Gene transfer of the vascular endothelial growth factor receptor flt-1 suppresses pulmonary metastasis associated with lung growth.
Gene Transfer Techniques
Mice, Inbred BALB C
Tumor Cells, Cultured
Vascular Endothelial Growth Factor Receptor-1
Growth of solid tumor metastases is critically dependent on angiogenesis. We hypothesized that an "angiogenic-rich" milieu, as in pneumonectomy-induced lung growth, would be conducive to growth of pulmonary metastases, and that transfer of an antiangiogenic gene would suppress tumor growth. Two weeks after left pneumonectomy in BALB/c mice, right lung mass increased 1.5-fold compared with controls (P < 0.0001). Our pulmonary metastases model, intravenous administration of beta-galactosidase (betagal)-marked CT26.CL25 colon carcinoma cells, resulted in diffuse metastases at 12 d after administration.

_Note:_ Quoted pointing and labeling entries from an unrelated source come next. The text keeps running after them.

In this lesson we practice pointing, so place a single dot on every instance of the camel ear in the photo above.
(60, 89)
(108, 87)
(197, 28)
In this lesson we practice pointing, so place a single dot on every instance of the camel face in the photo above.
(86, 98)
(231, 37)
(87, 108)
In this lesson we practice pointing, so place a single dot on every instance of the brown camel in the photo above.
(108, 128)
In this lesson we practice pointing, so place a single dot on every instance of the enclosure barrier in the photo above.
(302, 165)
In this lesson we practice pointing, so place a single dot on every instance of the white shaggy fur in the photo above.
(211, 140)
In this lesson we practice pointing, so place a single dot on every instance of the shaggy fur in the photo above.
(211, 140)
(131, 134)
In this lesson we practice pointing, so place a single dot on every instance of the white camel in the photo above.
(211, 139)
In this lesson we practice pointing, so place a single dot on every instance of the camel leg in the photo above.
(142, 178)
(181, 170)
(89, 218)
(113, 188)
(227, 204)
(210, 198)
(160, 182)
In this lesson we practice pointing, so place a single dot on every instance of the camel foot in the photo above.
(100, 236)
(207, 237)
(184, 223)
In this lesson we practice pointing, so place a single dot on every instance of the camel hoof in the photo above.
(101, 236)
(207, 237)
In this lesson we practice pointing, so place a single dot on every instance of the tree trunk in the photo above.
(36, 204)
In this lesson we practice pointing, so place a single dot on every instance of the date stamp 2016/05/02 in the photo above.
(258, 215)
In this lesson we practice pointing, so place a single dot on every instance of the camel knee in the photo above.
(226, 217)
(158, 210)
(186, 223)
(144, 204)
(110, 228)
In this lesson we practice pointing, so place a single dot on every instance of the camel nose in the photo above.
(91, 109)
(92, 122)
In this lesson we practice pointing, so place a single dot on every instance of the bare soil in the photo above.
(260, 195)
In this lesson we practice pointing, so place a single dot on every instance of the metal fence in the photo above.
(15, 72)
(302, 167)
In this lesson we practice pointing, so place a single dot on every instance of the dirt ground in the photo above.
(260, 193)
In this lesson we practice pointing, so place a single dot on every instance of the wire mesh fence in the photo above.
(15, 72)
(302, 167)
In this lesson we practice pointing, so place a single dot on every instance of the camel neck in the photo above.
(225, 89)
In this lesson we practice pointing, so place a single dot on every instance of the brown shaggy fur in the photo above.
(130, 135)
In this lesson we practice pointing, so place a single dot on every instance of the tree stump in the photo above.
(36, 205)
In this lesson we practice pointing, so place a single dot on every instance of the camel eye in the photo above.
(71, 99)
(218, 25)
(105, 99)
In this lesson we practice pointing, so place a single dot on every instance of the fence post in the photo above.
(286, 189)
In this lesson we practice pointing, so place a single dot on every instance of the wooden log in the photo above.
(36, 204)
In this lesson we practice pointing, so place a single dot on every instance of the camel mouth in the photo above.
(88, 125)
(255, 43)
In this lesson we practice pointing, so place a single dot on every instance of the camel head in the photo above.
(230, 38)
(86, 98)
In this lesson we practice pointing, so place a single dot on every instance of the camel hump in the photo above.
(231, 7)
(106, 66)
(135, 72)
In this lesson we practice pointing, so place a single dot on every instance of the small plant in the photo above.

However, if left pneumonectomy was performed 1 d before tumor cell administration, right lung mass was increased 1.7-fold after 12 d (P < 0.001 compared with the right + left lung of controls), and betagal activity was greater (2.8-fold, P < 0.05). To assess antiangiogenesis therapy, tumor cells were administered 1 d after pneumonectomy and 1 d later, 5 x 10(8) plaque-forming units of Adsflt (an Ad vector expressing the extracellular portion of the flt-1 vascular endothelial growth factor [VEGF] receptor) was administered. Compared with controls, mice receiving Adsflt via intranasal or intravenous routes showed suppression of pneumonectomy-induced tumor growth (P < 0.01, both routes compared with controls). Postpneumonectomy lung growth enhances growth of lung metastases, but this can be suppressed with Adsflt antiangiogenesis therapy.